A new ’great enemy’ created
The Iranian Revolution of 1979 and the subsequent establishment of an Islamic regime in Iran proved very useful in providing a new enemy for imperialist ideology. Over the next two decades many people in the Middle East turned to Islamist movements against imperialism.
These developments led Samuel Huntingdon, a right wing US political theorist, to propose that the new order following the Cold War was characterised by a “clash of civilisations” that pitted Western Christendom against a variety of enemy civilisations – Islam chief among them.
This increasing demonisation of Islam, and casting of Islamism as the new totalitarianism, received a huge boost with the launch of the “war on terror”. Concepts such as “Islamofascism” , once confined to cranks on the right, suddenly became respectable establishment opinion.
And just as in the Cold War, a section of the left has played along with this.
But while “Islamofascism” might be the buzzword of the moment, the hardcore of the ruling class right has never forgotten who their real enemy is. Daniel Pipes, an influential neoconservative ideologue and rabid anti-Muslim, made a revealing comment in the wake of Bush’s mutterings about “Islamic fascism”.

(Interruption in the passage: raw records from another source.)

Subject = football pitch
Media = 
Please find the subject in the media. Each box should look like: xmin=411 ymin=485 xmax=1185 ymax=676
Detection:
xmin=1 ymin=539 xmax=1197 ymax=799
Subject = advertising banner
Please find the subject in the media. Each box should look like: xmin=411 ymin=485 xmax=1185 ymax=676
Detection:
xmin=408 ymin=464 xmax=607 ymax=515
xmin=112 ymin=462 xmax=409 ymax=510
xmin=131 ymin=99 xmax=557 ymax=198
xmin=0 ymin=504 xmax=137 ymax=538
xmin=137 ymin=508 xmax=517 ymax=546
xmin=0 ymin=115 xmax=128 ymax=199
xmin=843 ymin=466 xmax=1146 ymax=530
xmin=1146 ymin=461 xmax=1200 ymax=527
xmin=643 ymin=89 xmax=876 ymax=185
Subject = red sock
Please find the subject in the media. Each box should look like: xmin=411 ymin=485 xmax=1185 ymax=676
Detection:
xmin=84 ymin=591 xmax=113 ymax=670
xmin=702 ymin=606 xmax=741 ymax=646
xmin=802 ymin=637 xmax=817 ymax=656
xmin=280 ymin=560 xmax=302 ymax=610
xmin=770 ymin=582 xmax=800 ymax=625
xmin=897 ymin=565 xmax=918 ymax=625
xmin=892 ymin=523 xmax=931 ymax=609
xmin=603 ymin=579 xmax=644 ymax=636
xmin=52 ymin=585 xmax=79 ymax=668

“I applaud the increasing willingness to focus on some form of Islam as the enemy but find the word ’fascist’ misleading,” he wrote. “Few historic or philosophic connections exist between fascism and radical Islam… Radical Islam has many more ties, both historic and philosophic, to Marxism-Leninism. .. During the Cold War, Islamists preferred the Soviet Union to the US. Today, they have more and deeper connections to the hard left than to the hard right.”
And a close reading of Tony Blair’s speeches suggests that he agrees. In August last year he declared that radical Islam “has got some of the same characteristics as revolutionary communism”. It seems his reheated Cold War rhetoric has come full circle, focusing on the threat of global human liberation, led by workers and based on principles of equality and solidarity.